The Washington Post on Vera Rubin:

Dr. Rubin’s groundbreaking discoveries, made primarily with physicist W. Kent Ford, have revolutionized the way scientists observe, measure and understand the universe.

The concept of “dark matter,” an unknown substance among stars in distant galaxies, had existed since the 1930s, but it was not proved until Dr. Rubin’s studies with Ford in the 1970s. It is considered one of the most significant and fundamental advances in astronomy during the 20th century.

“The existence of dark matter has utterly revolutionized our concept of the universe and our entire field,” University of Washington astronomer Emily Levesque told Astronomy magazine this year. “The ongoing effort to understand the role of dark matter has basically spawned entire subfields within astrophysics and particle physics.”

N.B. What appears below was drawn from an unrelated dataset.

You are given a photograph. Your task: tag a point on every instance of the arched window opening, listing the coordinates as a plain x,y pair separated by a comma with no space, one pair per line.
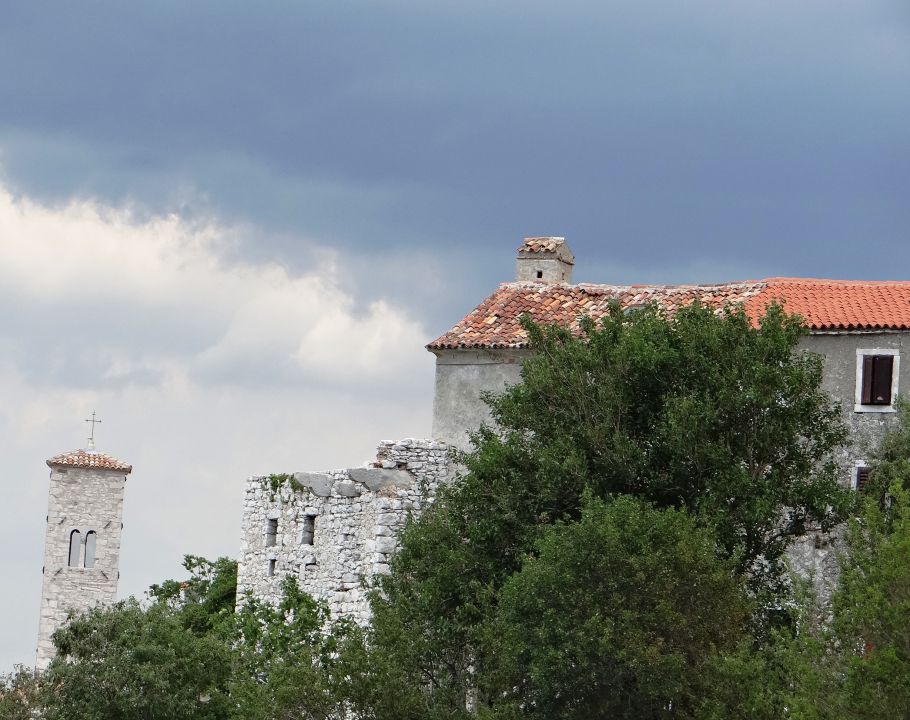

Dr. Rubin, who spent most of her career at the Carnegie Institution of Washington, continued to make new discoveries — including of previously unknown galaxies — into the 21st century. For years she was considered a leading contender for the Nobel Prize, but the award never came. Many attributed the oversight to gender bias among male scientists and prize committees.

The last woman to win a Nobel Prize in physics was Maria Goeppert Mayer, who shared the 1963 prize for her work on atomic structure. The only other woman to win a Nobel in physics was Marie Curie in 1903.

“Alfred Nobel’s will describes the physics prize as recognizing ‘the most important discovery’ within the field of physics,” Levesque told Astronomy magazine. “If dark matter doesn’t fit that description, I don’t know what does.”

Sometimes I get very fed up with this filter that prevents people from recognizing women’s achievements.

Dr. Rubin peered into the cosmos and examined the rotation of more than 200 galaxies. Among other findings, she determined that stars orbiting on the outer edges of galaxies moved at the same speed as those near the interior.

The discovery defied the accepted norms of astronomy, which held that the far-flung stars should move more slowly. To account for the uniform speeds, Dr. Rubin concluded that the distant regions of galaxies contained considerable amounts of a dense, unseen mass, or dark matter, which affected everything from gravitational pull to the shape of galaxies to how stars move in relation to one another.

Dark matter has not been directly observed, and its precise composition remains unknown, but scientists think it constitutes about 84 percent of the cosmos.

“So important is this dark matter to our understanding of the size, shape, and ultimate fate of the universe,” Dr. Rubin wrote in Scientific American in 1998, “that the search for it will very likely dominate astronomy for the next few decades.”

I hope women will be allowed to participate.